Les étrangers résidant en France : une délinquance de pauvres ?
Interrogé sur plusieurs faits divers de violences et d’agressions survenus durant l’été 2020, le ministère de l’intérieur Gérald Darmanin avait déclaré : « il faut mettre fin à l’ensauvagement d’une partie de la société ».Plus qu’un simple mot, le concept d’« ensauvagement » a été théorisé par le criminologue et essayiste Xavier Raufer* dans la préface de l’ouvrage ‘La France Orange mécanique’ de Laurent Obertone,paru en 2013. Il a depuis été largement popularisé dans les milieux d’extrême droite, et progressivement adopté au sein de la droite républicaine.
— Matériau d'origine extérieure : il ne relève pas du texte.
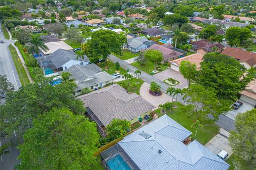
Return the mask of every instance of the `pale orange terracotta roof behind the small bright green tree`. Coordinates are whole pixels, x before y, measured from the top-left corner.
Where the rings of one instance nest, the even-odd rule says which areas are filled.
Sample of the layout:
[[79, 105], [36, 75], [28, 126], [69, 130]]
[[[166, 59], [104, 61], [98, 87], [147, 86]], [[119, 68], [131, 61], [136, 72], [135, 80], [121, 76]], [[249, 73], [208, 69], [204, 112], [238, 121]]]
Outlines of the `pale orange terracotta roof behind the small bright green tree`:
[[178, 66], [180, 66], [180, 63], [182, 61], [190, 61], [191, 63], [195, 63], [196, 64], [196, 67], [197, 68], [200, 68], [200, 63], [203, 61], [203, 54], [200, 54], [200, 53], [196, 53], [196, 54], [191, 54], [191, 55], [188, 55], [188, 56], [184, 56], [182, 58], [179, 58], [179, 59], [176, 59], [176, 60], [173, 60], [173, 61], [170, 61], [170, 63], [176, 63], [178, 64]]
Cela étant, certaines des données policières sont trop importantes pour ne pas correspondre à quelques réalités de la délinquance elle-même. L’essentiel réside alors dans l’interprétation qui en est donnée. Celle-ci nous semble assez aisée à suggérer. Du point de vue du nombre (la masse des quelques 90 000 mises en cause), la sur délinquance des étrangers résidant en France semble être essentiellement une sur délinquance de miséreux : petits voleurs à la tire et à l’étalage, petits revendeurs de drogues, bagarreurs et parfois meurtriers. Ceci est confirmé aussi par une recherche récente portant sur une population d’une bonne centaine de meurtriers jugés en cours d’assises dans les années 1990 dans un département de la banlieue parisienne (Mucchielli, 2003).
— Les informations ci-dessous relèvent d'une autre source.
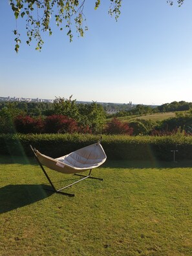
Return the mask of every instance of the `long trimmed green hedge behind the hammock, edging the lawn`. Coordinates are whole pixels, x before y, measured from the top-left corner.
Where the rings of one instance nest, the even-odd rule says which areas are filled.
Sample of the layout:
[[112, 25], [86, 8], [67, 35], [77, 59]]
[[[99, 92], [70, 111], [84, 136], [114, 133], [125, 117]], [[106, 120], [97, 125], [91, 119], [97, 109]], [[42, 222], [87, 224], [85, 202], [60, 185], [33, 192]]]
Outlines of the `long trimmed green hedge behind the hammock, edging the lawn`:
[[[53, 158], [98, 141], [91, 134], [0, 134], [0, 155], [32, 156], [30, 144]], [[192, 159], [192, 136], [125, 136], [103, 135], [101, 142], [110, 160], [177, 160]]]

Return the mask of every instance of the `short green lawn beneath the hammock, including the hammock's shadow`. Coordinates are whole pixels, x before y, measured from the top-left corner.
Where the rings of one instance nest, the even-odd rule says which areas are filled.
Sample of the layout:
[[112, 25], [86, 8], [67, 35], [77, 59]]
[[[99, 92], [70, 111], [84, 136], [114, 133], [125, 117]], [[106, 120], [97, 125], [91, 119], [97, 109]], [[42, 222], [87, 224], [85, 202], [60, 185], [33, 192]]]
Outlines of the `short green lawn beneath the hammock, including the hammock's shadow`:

S’agissant d’un crime où l’effet du « tri ethnique » est certainement particulièrement faible, voire inexistant, il ressort sans ambiguïté que les étrangers sont sur-représentés parmi ces criminels. Leur part dans cet échantillon de criminels correspond au double de leur poids démographique dans la région étudiée. Parmi les auteurs étrangers concernés, ceux originaires du Maghreb et du Portugal sont les plus nombreux, ce qui correspond aussi à leur importance démographique dans le département. Enfin, il apparaît également avec force que ces criminels étrangers appartiennent presque exclusivement aux milieux populaires précarisés, comme en témoigne leur activité professionnelle (plus de la moitié sont des inactifs ou des chômeurs, les autres sont essentiellement des ouvriers), le type (précaire voire très précaire) et le lieu (souvent les grands ensembles les plus dégradés de la région) de leur logement.
Pour le reste, la délinquance des étrangers relève sans doute essentiellement de ce que les policiers appellent la « grande criminalité » (trafics divers, proxénétisme, escroqueries à grande échelle) et qui est sans doute liée à des organisations délinquantes dont les chefs ne résident pas nécessairement en France. Faute de renseignements, nous n’en traiterons pas davantage.